Much as I love them, I can see hardbacks having a real problem competing with that even before more interactivity in pdfs and html versions of tabletop RPGs adds more features.

On the one hand this seems like a great leveller, as Indie publishers will be able to offer interactive pdfs, etc . . . which don't need to be printed or viewed on a chunky laptop to be useful.

On the other hand, it maybe means that tabletop RPGs are going to become desktop RPGs that are more like the AD&D MS Surface Demo that appeared last year. Which looked a bit too mechanistic for my tastes. i.e. the tablet was running the game, rather than the game/ players running the tablet.

. . . ?
 

BTW I wonder if the potential uses for tablet PC and eBooks for education have yet been fully realized.

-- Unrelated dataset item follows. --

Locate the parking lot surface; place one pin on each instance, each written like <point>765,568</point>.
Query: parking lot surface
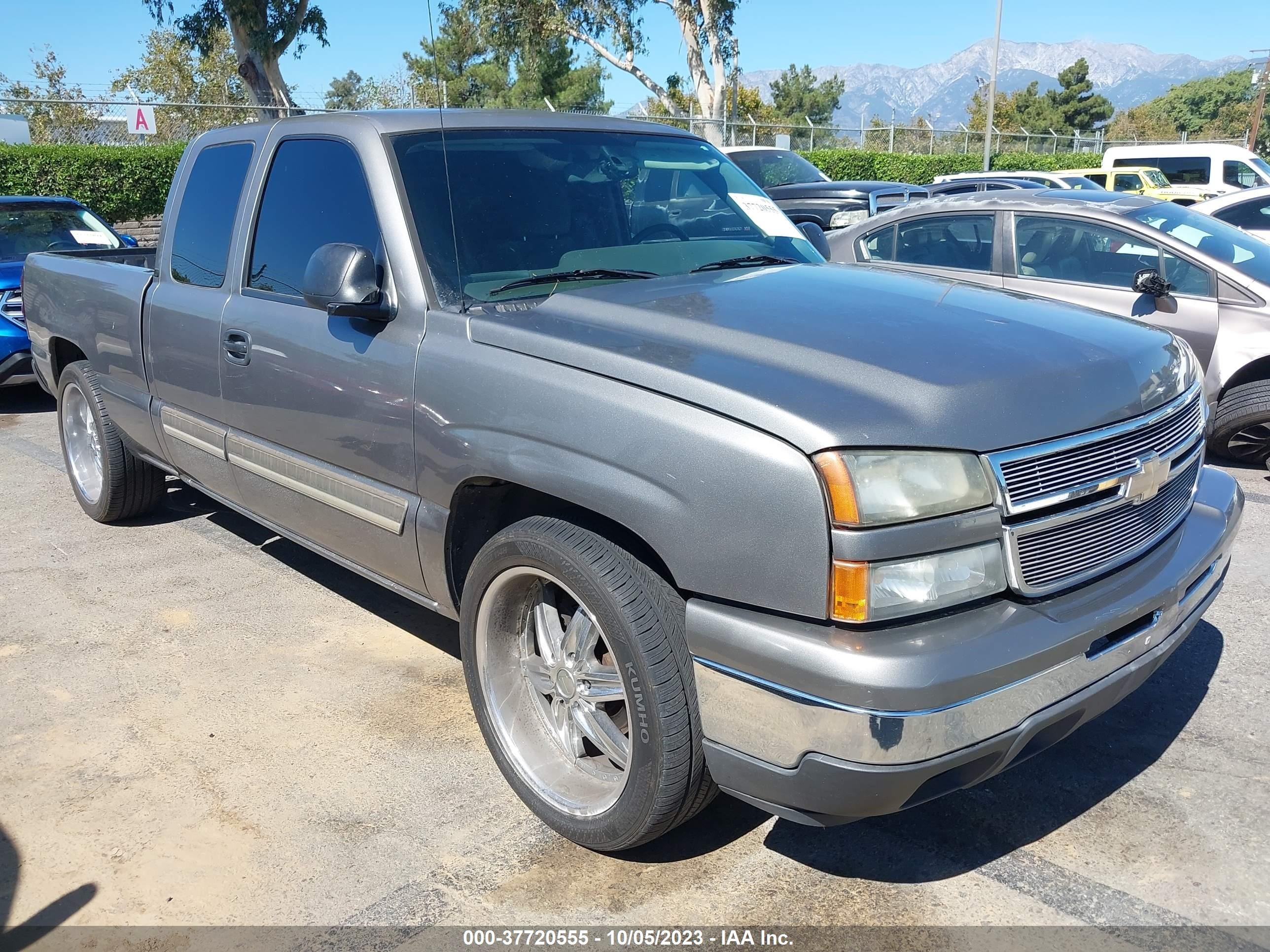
<point>204,724</point>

Many Federal States in Germany provide pupils with education material in form of books and in higher classes even graphical calculators and stuff like that. But only a subset of each books content is actually used during a school year and even over the entire school "career". Having eReaders for the pupils with all education materials in digital form could be awesome! Especially since it also means that the pupils don't have to wear heavy satchels for all their books. (And boy, there were and are big and heavy books!) [/tangent]
 

With more eReaders, there will also be more methods devised to include DRM that makes piracy harder. If it's not WotC that has to come up with their DRM system, it makes things a lot easier for them, too.


DRM has been soundly rejected by gamers. WotC re-entering the pdf/ebook arena only to embrace DRM would likely be a waste of their efforts.
 

With more eReaders, there will also be more methods devised to include DRM that makes piracy harder.